In aerodynamics, there are various categories of drag used to provide a distinctive classification of different types. Due to the depth and complexity often surrounding the aerodynamics of an airfoil, it is necessary to clarify the enforcing drag types present.
Form drag can be defined as the drag created following the departure of airflow (known as the boundary layer) across a surface. The subsequent effects are known as form drag.
The exact amount of form drag created is dependent on the outline of the surface from which it has separated from along with the surface area in which it involves.
Form drag is the product of parasitic drag in which airflow separates from an airfoil or body (a component of the aircraft).
As a result of this, airfoils and sections in which form drag is prone to occur are designed to be as optimal and streamlined as possible.
Form drag may also be referred to as profile drag or pressure drag.
How is Form Drag Produced?
Form drag is produced due to the differential pressure which exists between the pressure flow of an object through the air along with the shape and surfaces of that object. The slimmer and well-rounded shapes create less form drag than that of thicker and uneven surfaces.
The degree of form drag incurred will also depend on the relative wind and speed present across the body passing through the air.
As a result of this outcome, airfoils are designed to be as aerodynamically thin and round-edged where possible. However, it is impossible to eliminate form drag completely due to the subtle or gradual differences in shape and surface area across an airfoil or component.
This is also due to the different levels of pressure experienced across an airfoil or body passing through the air. Various points recorded across a surface will yield different levels and intensities of pressure.
It is essential however that aircraft designers minimize the potential for form drag to occur by creating aerodynamically efficient designs.
Reducing form drag is integral to reducing fuel burn and the overall efficiency of an aircraft. Modern aerospace materials technology has evolved, with major airframe components such as wings and stabilizers now being manufactured from composite materials.
Composite materials provide a durable, lightweight design profile.
As well as the production of form drag, interference drag also occurs due to the combination of airflow streams generated across the body passing through the air and the relative wind direction and speed.
Factors Determining Form Drag
As detailed above, form drag is created across a body which passes through the air. While form drag will always be encountered to some degree, it is greatly minimized by streamlined, aerodynamic design of aircraft components and airfoils.
The factors determining the level of form drag generated include:
Aircraft Fuselage: Being the largest of the 5 main components of the airframe, the aircraft fuselage will naturally produce the most amount of form drag due to its surface area. Fuselage form drag can be reduced by a clean, streamlined design of the aircraft shape. This includes ensuring antennas installed externally on the fuselage are of an aerodynamic shape.
Wings and Horizontal Stabilizer: Both being airfoils, the wings and horizontal stabilizer of the aircraft should be of a suitable aerodynamic design fit for the purpose of the aircraft. For example, a straight wing design is beneficial for low speed, light aircraft while a swept wing is optimal for large commercial aircraft.

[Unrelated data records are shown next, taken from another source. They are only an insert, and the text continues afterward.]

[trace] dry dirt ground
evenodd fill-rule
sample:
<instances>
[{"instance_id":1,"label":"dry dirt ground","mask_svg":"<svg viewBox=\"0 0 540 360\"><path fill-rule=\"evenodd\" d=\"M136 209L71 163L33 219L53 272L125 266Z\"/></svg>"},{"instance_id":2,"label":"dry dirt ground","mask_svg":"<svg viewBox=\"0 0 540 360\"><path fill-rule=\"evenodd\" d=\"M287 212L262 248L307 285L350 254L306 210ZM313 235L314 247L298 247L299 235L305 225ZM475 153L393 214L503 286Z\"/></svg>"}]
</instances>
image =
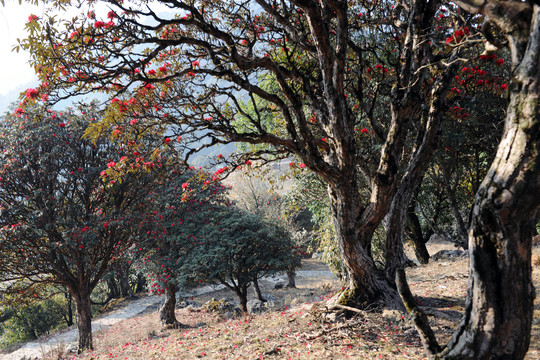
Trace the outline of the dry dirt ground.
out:
<instances>
[{"instance_id":1,"label":"dry dirt ground","mask_svg":"<svg viewBox=\"0 0 540 360\"><path fill-rule=\"evenodd\" d=\"M428 244L431 254L452 249L447 243ZM533 251L536 302L531 345L526 359L540 359L540 247ZM324 271L318 260L306 260L301 270ZM409 268L407 276L418 303L427 311L439 343L446 343L459 323L467 289L466 258L433 261ZM314 273L316 274L316 273ZM320 274L324 274L321 272ZM340 284L330 277L298 278L297 289L274 289L262 282L276 308L259 315L219 314L200 305L211 298L234 299L228 290L194 297L196 306L178 309L186 327L160 327L155 309L124 320L94 335L93 352L63 354L50 359L423 359L419 337L407 316L364 311L356 317L330 321L321 302ZM253 298L253 294L251 294Z\"/></svg>"}]
</instances>

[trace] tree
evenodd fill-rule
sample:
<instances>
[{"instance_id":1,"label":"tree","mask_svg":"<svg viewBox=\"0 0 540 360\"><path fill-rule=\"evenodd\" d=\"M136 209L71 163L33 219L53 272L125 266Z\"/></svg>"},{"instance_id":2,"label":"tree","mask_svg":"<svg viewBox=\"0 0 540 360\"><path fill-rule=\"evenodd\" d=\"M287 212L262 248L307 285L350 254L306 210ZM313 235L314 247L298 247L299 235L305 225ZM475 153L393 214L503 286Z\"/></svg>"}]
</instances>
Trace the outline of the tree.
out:
<instances>
[{"instance_id":1,"label":"tree","mask_svg":"<svg viewBox=\"0 0 540 360\"><path fill-rule=\"evenodd\" d=\"M236 293L247 312L247 289L264 276L300 265L290 233L275 220L229 206L200 227L199 245L185 257L183 273L194 281L217 280Z\"/></svg>"},{"instance_id":2,"label":"tree","mask_svg":"<svg viewBox=\"0 0 540 360\"><path fill-rule=\"evenodd\" d=\"M450 23L436 17L440 3L164 0L169 12L161 15L143 1L103 2L107 19L91 10L74 21L29 21L21 46L43 81L36 96L54 102L105 92L111 112L103 123L126 139L165 126L183 141L209 139L188 156L215 143L265 145L231 158L229 169L295 155L328 184L349 275L336 301L399 307L393 277L375 267L371 239L400 184L410 198L436 145L456 66L440 60L459 48L434 31ZM268 78L277 86L265 88ZM242 117L247 126L239 127ZM411 137L419 139L415 151L406 146ZM403 182L402 172L413 176ZM367 197L360 174L369 179ZM404 257L399 238L389 244L392 273Z\"/></svg>"},{"instance_id":3,"label":"tree","mask_svg":"<svg viewBox=\"0 0 540 360\"><path fill-rule=\"evenodd\" d=\"M522 359L530 341L535 297L531 244L540 205L540 5L456 3L486 17L490 44L510 49L513 76L503 136L471 212L465 314L444 349L407 296L403 271L398 283L435 358Z\"/></svg>"},{"instance_id":4,"label":"tree","mask_svg":"<svg viewBox=\"0 0 540 360\"><path fill-rule=\"evenodd\" d=\"M7 116L0 136L0 280L2 291L36 295L65 286L76 304L79 351L92 348L90 294L134 240L137 210L150 177L123 182L101 172L122 151L82 138L96 109Z\"/></svg>"},{"instance_id":5,"label":"tree","mask_svg":"<svg viewBox=\"0 0 540 360\"><path fill-rule=\"evenodd\" d=\"M148 194L148 215L141 224L141 241L134 247L134 255L152 276L151 292L165 294L160 308L164 326L181 326L174 313L176 292L180 287L200 284L200 279L188 275L198 271L186 267L188 254L205 251L198 240L199 228L229 203L227 188L209 178L201 170L169 165Z\"/></svg>"}]
</instances>

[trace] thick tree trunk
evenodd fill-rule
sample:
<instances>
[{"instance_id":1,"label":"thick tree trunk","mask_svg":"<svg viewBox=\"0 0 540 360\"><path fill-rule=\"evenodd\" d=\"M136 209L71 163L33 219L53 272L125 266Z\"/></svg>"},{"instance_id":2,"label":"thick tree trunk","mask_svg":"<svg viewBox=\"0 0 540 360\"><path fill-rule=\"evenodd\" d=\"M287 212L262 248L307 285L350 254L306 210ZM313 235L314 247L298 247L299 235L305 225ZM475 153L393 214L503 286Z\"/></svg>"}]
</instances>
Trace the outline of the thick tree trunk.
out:
<instances>
[{"instance_id":1,"label":"thick tree trunk","mask_svg":"<svg viewBox=\"0 0 540 360\"><path fill-rule=\"evenodd\" d=\"M74 291L73 300L77 310L77 329L79 330L79 346L77 352L80 354L85 350L93 350L92 342L92 309L90 300L90 290L86 284L79 285Z\"/></svg>"},{"instance_id":2,"label":"thick tree trunk","mask_svg":"<svg viewBox=\"0 0 540 360\"><path fill-rule=\"evenodd\" d=\"M358 219L361 202L355 178L348 178L337 190L329 188L334 227L341 259L348 273L348 284L330 303L352 307L367 307L382 303L389 308L401 308L398 293L378 270L370 256L373 224L362 227ZM379 211L384 212L384 208ZM384 214L380 214L380 219Z\"/></svg>"},{"instance_id":3,"label":"thick tree trunk","mask_svg":"<svg viewBox=\"0 0 540 360\"><path fill-rule=\"evenodd\" d=\"M159 309L159 320L164 327L177 327L179 325L174 313L176 308L176 291L176 285L168 282L165 290L165 301Z\"/></svg>"},{"instance_id":4,"label":"thick tree trunk","mask_svg":"<svg viewBox=\"0 0 540 360\"><path fill-rule=\"evenodd\" d=\"M266 299L262 296L261 289L259 288L259 281L257 280L257 278L253 279L253 289L255 289L255 295L257 296L257 299L265 302Z\"/></svg>"},{"instance_id":5,"label":"thick tree trunk","mask_svg":"<svg viewBox=\"0 0 540 360\"><path fill-rule=\"evenodd\" d=\"M531 243L540 206L540 6L486 3L458 1L508 32L515 71L503 137L471 213L465 315L437 359L523 359L530 341ZM513 16L501 15L508 11Z\"/></svg>"},{"instance_id":6,"label":"thick tree trunk","mask_svg":"<svg viewBox=\"0 0 540 360\"><path fill-rule=\"evenodd\" d=\"M504 135L472 210L468 302L445 359L522 359L529 347L540 205L540 6L532 18Z\"/></svg>"}]
</instances>

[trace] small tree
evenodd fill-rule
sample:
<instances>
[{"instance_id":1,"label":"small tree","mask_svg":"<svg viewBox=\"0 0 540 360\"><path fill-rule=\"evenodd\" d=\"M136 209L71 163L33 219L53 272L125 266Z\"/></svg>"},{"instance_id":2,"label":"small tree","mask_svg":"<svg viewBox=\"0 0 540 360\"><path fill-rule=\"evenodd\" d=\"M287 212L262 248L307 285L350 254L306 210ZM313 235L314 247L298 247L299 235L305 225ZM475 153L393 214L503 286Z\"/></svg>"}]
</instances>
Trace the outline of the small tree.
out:
<instances>
[{"instance_id":1,"label":"small tree","mask_svg":"<svg viewBox=\"0 0 540 360\"><path fill-rule=\"evenodd\" d=\"M225 207L201 227L199 246L187 256L184 274L192 281L217 280L236 293L247 311L253 280L300 264L287 229L275 221Z\"/></svg>"},{"instance_id":2,"label":"small tree","mask_svg":"<svg viewBox=\"0 0 540 360\"><path fill-rule=\"evenodd\" d=\"M180 286L193 285L183 271L186 254L199 249L199 227L208 223L218 206L227 204L226 187L209 181L208 174L170 167L148 199L149 216L141 227L143 240L135 247L152 280L151 291L165 294L160 309L164 326L179 326L174 309Z\"/></svg>"},{"instance_id":3,"label":"small tree","mask_svg":"<svg viewBox=\"0 0 540 360\"><path fill-rule=\"evenodd\" d=\"M30 94L31 96L31 94ZM0 137L0 281L2 291L33 296L43 284L65 286L76 304L79 351L91 349L90 294L134 239L149 177L104 182L122 155L106 140L81 136L98 117L38 111L7 116Z\"/></svg>"}]
</instances>

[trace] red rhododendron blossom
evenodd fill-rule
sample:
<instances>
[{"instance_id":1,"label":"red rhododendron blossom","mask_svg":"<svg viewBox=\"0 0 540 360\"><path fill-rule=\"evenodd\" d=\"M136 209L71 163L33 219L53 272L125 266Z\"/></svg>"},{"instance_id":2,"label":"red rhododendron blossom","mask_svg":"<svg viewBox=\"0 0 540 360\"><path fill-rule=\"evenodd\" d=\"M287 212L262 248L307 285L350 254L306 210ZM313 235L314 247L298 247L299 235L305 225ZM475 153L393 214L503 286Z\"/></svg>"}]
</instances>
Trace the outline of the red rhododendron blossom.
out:
<instances>
[{"instance_id":1,"label":"red rhododendron blossom","mask_svg":"<svg viewBox=\"0 0 540 360\"><path fill-rule=\"evenodd\" d=\"M26 98L28 99L35 99L39 95L39 91L37 89L26 89Z\"/></svg>"},{"instance_id":2,"label":"red rhododendron blossom","mask_svg":"<svg viewBox=\"0 0 540 360\"><path fill-rule=\"evenodd\" d=\"M107 164L107 167L108 168L112 168L112 167L115 167L116 166L116 163L114 161L110 161L108 164Z\"/></svg>"},{"instance_id":3,"label":"red rhododendron blossom","mask_svg":"<svg viewBox=\"0 0 540 360\"><path fill-rule=\"evenodd\" d=\"M34 15L34 14L32 14L32 15L30 15L30 16L28 17L28 21L29 21L29 22L32 22L32 21L37 20L37 19L38 19L37 15Z\"/></svg>"},{"instance_id":4,"label":"red rhododendron blossom","mask_svg":"<svg viewBox=\"0 0 540 360\"><path fill-rule=\"evenodd\" d=\"M298 165L298 167L299 167L300 169L304 169L304 168L306 167L306 164L301 163L300 165Z\"/></svg>"},{"instance_id":5,"label":"red rhododendron blossom","mask_svg":"<svg viewBox=\"0 0 540 360\"><path fill-rule=\"evenodd\" d=\"M60 126L61 128L65 128L65 127L66 127L66 124L60 123L60 124L58 124L58 126Z\"/></svg>"},{"instance_id":6,"label":"red rhododendron blossom","mask_svg":"<svg viewBox=\"0 0 540 360\"><path fill-rule=\"evenodd\" d=\"M165 138L165 140L163 140L164 143L170 143L171 142L171 138Z\"/></svg>"},{"instance_id":7,"label":"red rhododendron blossom","mask_svg":"<svg viewBox=\"0 0 540 360\"><path fill-rule=\"evenodd\" d=\"M375 69L377 69L377 70L380 70L380 69L382 69L382 67L383 67L383 66L382 66L381 64L377 64L377 65L375 65Z\"/></svg>"},{"instance_id":8,"label":"red rhododendron blossom","mask_svg":"<svg viewBox=\"0 0 540 360\"><path fill-rule=\"evenodd\" d=\"M105 27L105 23L104 23L103 21L96 21L96 22L94 23L94 27L95 27L96 29Z\"/></svg>"},{"instance_id":9,"label":"red rhododendron blossom","mask_svg":"<svg viewBox=\"0 0 540 360\"><path fill-rule=\"evenodd\" d=\"M183 183L182 189L186 190L189 187L189 183Z\"/></svg>"},{"instance_id":10,"label":"red rhododendron blossom","mask_svg":"<svg viewBox=\"0 0 540 360\"><path fill-rule=\"evenodd\" d=\"M176 138L176 141L180 141L180 140L182 140L182 137L181 137L181 136L178 136L178 137Z\"/></svg>"},{"instance_id":11,"label":"red rhododendron blossom","mask_svg":"<svg viewBox=\"0 0 540 360\"><path fill-rule=\"evenodd\" d=\"M129 125L135 125L137 123L137 119L131 119L129 122Z\"/></svg>"},{"instance_id":12,"label":"red rhododendron blossom","mask_svg":"<svg viewBox=\"0 0 540 360\"><path fill-rule=\"evenodd\" d=\"M154 69L148 70L148 75L156 75L156 70Z\"/></svg>"},{"instance_id":13,"label":"red rhododendron blossom","mask_svg":"<svg viewBox=\"0 0 540 360\"><path fill-rule=\"evenodd\" d=\"M501 85L501 89L503 89L503 90L508 89L508 84L506 84L506 83L505 83L505 84L502 84L502 85Z\"/></svg>"},{"instance_id":14,"label":"red rhododendron blossom","mask_svg":"<svg viewBox=\"0 0 540 360\"><path fill-rule=\"evenodd\" d=\"M504 64L504 59L497 59L495 60L495 62L497 63L497 65L502 65Z\"/></svg>"},{"instance_id":15,"label":"red rhododendron blossom","mask_svg":"<svg viewBox=\"0 0 540 360\"><path fill-rule=\"evenodd\" d=\"M199 62L195 60L195 61L193 61L193 62L191 63L191 65L192 65L193 67L197 67L197 66L199 66Z\"/></svg>"},{"instance_id":16,"label":"red rhododendron blossom","mask_svg":"<svg viewBox=\"0 0 540 360\"><path fill-rule=\"evenodd\" d=\"M361 132L362 134L368 134L368 133L369 133L369 130L366 129L366 128L362 128L362 129L360 130L360 132Z\"/></svg>"}]
</instances>

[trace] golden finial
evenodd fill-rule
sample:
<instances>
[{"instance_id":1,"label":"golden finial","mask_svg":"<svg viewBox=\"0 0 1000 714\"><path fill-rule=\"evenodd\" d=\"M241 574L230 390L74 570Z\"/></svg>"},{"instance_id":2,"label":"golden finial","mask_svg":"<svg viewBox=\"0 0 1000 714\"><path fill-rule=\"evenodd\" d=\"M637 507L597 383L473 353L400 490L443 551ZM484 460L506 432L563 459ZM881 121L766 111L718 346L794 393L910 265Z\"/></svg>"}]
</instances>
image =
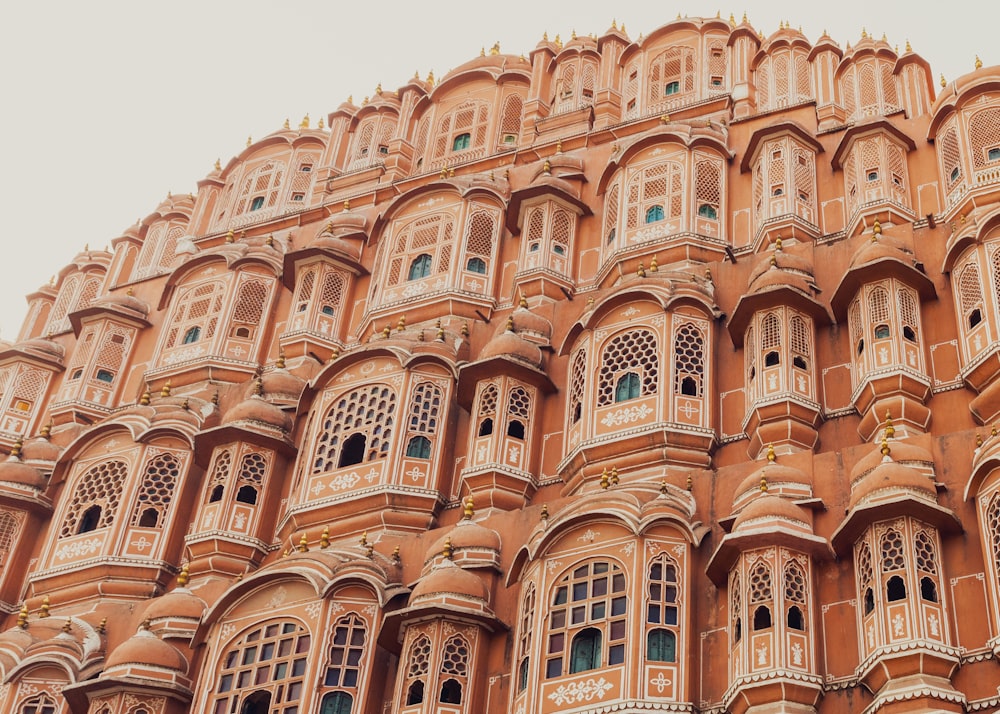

The specific role of an aircraft (civilian, military, GA etc) along with performance specifications associated with each will determine which wing is best suited for the intended purpose. In these designs, considerations in relation to drag are also taken into account.
Joint/Cross-Sections of the Fuselage: At the sections which join major airframe components such as the wings, fuselage, stabilizers, engines and landing gear, there is susceptibility for drag to be generated. A wing box, also known as a torque box is a primary structural component which provides structural integrity to the wings of fixed wing aircraft.
With this design, induced and form drag are minimized due to direct integration of the wings to the fuselage of the aircraft via the torque box.
However, there is always still some degree of form drag incurred.